Differential gene expression (DGE) analysis identifies genes whose expression levels differ significantly between experimental conditions (e.g., treated vs. control, diseased vs. healthy). Tools like DESeq2 and edgeR model RNA-seq count data using the negative binomial distribution (which accounts for both sampling noise and biological variability), estimate per-gene dispersion, and perform statistical tests for each gene. Because thousands of genes are tested simultaneously, multiple testing correction (Benjamini-Hochberg FDR) is essential to control the false discovery rate. Results are typically reported as log2 fold changes with adjusted p-values and visualized using volcano plots and MA plots.
Run DESeq2 on a small RNA-seq dataset with 3 replicates per condition. Examine the results table: sort by adjusted p-value, filter by fold change, and generate a volcano plot. Then repeat the analysis removing one replicate per condition and observe how statistical power decreases — this demonstrates why biological replication matters more than sequencing depth.
The RNA-seq pipeline produces a matrix of read counts per gene per sample. The next question — which genes are expressed differently between conditions? — is fundamentally a statistical problem. Differential gene expression analysis applies statistical models to this count data to identify genes with expression changes larger than expected from random variation.
The statistical framework starts with the right distribution for count data. RNA-seq counts are not normally distributed; they are discrete, non-negative, and often skewed. The Poisson distribution is a natural starting point (it models count data), but it assumes the variance equals the mean. In practice, biological replicates show more variability than Poisson predicts — called overdispersion. The negative binomial distribution adds a dispersion parameter to capture this biological variability. DESeq2 and edgeR both use the negative binomial model but differ in exactly how they estimate dispersion and normalize data.
A critical technical challenge is dispersion estimation with few replicates. With only 3 replicates per condition (common in RNA-seq), estimating the variance of each gene independently would be very noisy. Both DESeq2 and edgeR address this by "borrowing strength" across genes: they assume genes with similar expression levels have similar dispersion, fitting a trend of dispersion versus mean expression and shrinking individual gene estimates toward this trend. This approach — empirical Bayes shrinkage — stabilizes variance estimates and improves statistical power, but it assumes the dispersion-mean relationship is smooth, which generally holds in practice.
Multiple testing correction is non-negotiable. Testing 20,000 genes means that even with well-calibrated p-values, a 5% significance threshold produces ~1,000 false positives. The Benjamini-Hochberg procedure converts p-values to adjusted p-values (q-values) that control the false discovery rate — the expected proportion of false positives among all declared significant results. An FDR threshold of 0.05 means you accept that approximately 5% of your significant genes may be false discoveries, which is a reasonable tradeoff in exploratory genomics where downstream validation (qPCR, functional assays) will filter the list further.
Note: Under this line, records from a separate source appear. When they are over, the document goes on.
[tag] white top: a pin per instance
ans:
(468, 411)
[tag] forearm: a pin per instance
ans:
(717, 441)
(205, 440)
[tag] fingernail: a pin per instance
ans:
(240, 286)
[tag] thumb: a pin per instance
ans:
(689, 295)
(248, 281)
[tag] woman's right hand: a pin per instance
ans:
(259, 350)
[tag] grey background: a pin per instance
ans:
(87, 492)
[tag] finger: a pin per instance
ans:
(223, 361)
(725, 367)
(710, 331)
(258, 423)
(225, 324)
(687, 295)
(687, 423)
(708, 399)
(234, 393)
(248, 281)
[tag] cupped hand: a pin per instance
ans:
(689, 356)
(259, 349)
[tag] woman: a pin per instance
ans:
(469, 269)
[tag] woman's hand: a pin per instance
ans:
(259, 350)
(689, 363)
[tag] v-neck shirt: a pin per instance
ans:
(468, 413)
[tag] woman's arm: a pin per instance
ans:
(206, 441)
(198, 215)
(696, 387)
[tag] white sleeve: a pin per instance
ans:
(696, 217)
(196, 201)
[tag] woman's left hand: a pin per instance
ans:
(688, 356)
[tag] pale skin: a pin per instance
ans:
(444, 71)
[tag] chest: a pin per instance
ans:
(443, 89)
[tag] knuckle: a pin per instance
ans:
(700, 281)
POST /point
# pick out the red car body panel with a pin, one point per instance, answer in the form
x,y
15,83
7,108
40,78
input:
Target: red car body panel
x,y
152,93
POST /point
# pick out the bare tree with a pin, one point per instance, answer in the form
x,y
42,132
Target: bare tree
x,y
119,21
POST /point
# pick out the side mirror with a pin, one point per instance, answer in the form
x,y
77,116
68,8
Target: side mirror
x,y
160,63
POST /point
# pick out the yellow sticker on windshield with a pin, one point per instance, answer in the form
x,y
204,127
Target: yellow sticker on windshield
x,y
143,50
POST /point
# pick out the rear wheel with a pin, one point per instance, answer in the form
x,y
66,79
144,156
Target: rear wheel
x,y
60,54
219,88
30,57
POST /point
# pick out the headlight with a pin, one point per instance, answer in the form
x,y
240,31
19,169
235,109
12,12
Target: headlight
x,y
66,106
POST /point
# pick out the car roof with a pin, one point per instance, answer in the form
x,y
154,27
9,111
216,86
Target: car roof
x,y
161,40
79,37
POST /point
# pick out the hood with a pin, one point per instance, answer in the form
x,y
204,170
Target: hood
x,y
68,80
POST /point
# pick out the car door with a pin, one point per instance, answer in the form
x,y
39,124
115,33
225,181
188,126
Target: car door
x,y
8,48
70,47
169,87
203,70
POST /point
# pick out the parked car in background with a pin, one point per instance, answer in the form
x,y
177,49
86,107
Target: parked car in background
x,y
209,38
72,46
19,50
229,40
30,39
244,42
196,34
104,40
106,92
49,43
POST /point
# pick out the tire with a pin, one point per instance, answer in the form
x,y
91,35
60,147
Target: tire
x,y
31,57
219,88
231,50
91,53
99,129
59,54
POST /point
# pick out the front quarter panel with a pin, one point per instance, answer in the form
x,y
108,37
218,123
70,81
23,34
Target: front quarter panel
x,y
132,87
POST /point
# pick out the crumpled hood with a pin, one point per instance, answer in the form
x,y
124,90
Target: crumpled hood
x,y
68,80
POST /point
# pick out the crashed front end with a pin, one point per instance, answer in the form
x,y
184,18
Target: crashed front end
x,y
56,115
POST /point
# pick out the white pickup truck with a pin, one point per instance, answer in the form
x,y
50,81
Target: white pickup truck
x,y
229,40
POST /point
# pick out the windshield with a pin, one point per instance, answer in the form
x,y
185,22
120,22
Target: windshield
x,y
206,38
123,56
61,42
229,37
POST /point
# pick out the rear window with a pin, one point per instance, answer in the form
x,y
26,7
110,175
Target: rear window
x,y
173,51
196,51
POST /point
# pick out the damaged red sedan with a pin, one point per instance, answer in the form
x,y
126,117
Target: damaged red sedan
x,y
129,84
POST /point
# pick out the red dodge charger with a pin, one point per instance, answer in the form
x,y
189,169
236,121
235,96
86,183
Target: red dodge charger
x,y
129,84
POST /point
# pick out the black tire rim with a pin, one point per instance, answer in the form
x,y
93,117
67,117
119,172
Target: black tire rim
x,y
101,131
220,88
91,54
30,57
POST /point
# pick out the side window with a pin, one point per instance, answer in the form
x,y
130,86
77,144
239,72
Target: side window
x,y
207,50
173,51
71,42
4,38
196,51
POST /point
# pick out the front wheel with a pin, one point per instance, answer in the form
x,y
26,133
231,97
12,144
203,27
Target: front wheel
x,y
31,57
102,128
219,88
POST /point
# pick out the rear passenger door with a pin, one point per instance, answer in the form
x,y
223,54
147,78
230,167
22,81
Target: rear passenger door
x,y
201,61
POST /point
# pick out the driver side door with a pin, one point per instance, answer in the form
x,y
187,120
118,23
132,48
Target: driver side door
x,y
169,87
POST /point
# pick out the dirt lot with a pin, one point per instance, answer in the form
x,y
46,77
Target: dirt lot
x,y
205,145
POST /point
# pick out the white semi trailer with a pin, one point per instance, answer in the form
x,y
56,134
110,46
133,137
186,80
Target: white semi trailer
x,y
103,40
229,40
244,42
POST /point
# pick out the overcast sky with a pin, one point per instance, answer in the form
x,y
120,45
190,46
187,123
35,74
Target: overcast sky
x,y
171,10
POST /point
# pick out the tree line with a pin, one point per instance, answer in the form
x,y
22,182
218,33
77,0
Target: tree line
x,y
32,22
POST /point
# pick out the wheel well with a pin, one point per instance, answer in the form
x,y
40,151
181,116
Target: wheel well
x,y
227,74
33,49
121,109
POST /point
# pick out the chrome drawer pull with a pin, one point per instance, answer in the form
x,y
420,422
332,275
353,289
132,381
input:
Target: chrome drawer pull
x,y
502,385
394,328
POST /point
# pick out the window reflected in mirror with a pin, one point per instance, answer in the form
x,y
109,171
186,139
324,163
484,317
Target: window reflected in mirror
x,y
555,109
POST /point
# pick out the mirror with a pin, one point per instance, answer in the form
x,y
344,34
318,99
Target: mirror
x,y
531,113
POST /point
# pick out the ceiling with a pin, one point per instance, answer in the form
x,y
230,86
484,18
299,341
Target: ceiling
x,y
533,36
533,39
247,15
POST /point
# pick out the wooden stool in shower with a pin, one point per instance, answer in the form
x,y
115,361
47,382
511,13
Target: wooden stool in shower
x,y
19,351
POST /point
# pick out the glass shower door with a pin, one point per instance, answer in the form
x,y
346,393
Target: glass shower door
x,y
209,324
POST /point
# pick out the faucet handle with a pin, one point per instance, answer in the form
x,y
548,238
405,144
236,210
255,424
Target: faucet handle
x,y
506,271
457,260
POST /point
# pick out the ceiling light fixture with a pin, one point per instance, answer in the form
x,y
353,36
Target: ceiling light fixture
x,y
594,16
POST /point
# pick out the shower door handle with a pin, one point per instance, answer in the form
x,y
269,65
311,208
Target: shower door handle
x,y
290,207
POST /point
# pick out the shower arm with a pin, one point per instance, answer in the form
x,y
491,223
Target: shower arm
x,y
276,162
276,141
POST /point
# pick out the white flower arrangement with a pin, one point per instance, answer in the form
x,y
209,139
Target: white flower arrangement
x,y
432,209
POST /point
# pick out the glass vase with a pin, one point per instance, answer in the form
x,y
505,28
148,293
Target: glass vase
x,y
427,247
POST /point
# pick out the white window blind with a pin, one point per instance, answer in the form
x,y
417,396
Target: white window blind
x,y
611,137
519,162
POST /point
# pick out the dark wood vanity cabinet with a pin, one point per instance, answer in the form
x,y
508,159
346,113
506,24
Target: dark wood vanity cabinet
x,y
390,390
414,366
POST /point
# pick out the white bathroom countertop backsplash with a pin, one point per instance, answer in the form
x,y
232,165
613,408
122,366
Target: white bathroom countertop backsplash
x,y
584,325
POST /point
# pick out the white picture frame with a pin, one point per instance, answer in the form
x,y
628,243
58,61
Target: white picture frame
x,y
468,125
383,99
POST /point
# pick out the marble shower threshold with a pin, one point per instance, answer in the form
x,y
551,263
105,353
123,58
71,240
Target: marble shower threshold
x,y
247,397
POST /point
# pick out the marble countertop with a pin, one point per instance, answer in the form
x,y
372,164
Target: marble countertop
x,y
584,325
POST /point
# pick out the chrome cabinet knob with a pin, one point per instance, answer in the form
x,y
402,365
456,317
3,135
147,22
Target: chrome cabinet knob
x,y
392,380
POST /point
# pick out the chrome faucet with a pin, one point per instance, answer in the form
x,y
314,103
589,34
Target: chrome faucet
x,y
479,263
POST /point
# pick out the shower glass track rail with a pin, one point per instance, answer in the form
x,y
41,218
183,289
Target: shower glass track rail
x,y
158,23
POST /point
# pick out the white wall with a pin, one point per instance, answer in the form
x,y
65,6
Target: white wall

Results are typically visualized with volcano plots (log2 fold change on x-axis, -log10 adjusted p-value on y-axis), which simultaneously show effect size and statistical significance, making it easy to identify genes that are both biologically meaningful (large fold change) and statistically reliable (low adjusted p-value). The output gene list feeds into pathway analysis, gene ontology enrichment, and network analysis to interpret the biological significance of expression changes.